SHI Jin-Long, ZHANG Zhe, DAI An-Lin, LIN Kai, HE Kun-Lun
The rapid accumulation of biological big data, primarily comprising genomics, transcriptomics, proteomics, and more, coupled with the swift advancement of artificial intelligence technologies, notably deep learning, has given rise to a variety of biological large models. Characterized by complex deep-learning architectures, massive parameter counts, high computational power requirements, and vast amounts of pre-training data, these large models' capabilities are largely dictated by the types and volumes of pre-training data, while different model architectures support various downstream tasks.

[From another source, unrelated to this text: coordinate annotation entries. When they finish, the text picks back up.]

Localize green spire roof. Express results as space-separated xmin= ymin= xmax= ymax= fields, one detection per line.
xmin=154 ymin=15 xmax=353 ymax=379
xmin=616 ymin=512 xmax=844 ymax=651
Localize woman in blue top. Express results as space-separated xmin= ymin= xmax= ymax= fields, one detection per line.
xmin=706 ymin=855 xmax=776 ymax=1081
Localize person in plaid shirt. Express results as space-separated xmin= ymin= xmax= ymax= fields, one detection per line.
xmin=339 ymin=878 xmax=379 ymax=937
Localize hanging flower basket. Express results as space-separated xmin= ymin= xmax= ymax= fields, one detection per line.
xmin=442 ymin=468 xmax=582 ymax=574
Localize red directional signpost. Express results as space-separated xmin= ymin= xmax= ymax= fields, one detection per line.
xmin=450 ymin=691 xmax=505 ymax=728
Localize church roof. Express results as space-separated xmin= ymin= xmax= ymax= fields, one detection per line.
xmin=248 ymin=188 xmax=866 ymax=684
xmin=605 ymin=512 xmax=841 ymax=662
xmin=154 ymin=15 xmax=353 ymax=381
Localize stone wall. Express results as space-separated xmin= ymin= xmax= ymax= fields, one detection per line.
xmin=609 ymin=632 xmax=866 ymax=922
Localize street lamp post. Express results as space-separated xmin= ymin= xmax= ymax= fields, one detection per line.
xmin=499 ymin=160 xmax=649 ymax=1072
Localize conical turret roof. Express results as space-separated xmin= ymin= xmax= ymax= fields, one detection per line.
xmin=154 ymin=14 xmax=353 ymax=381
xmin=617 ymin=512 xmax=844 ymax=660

Over the past two years, a variety of general-purpose and specialized large models have emerged in multiple application scenarios, including the analysis and mining of DNA, RNA, and protein sequences, single-cell expression atlases, structure prediction of biomacromolecules, de novo drug design, and interpretation of biological mechanisms. These models have demonstrated significant potential in the domains of biomedical research and translational applications. This paper aims to provide an overview of the characteristics of biological data and the technical methods used for training biological large models, considering the unique features and research application needs of different types of biological data. Furthermore, it reviews the application progress of existing models in biomedical research and disease diagnosis and treatment,
offering new insights for enhancing model capabilities and expanding their application scope.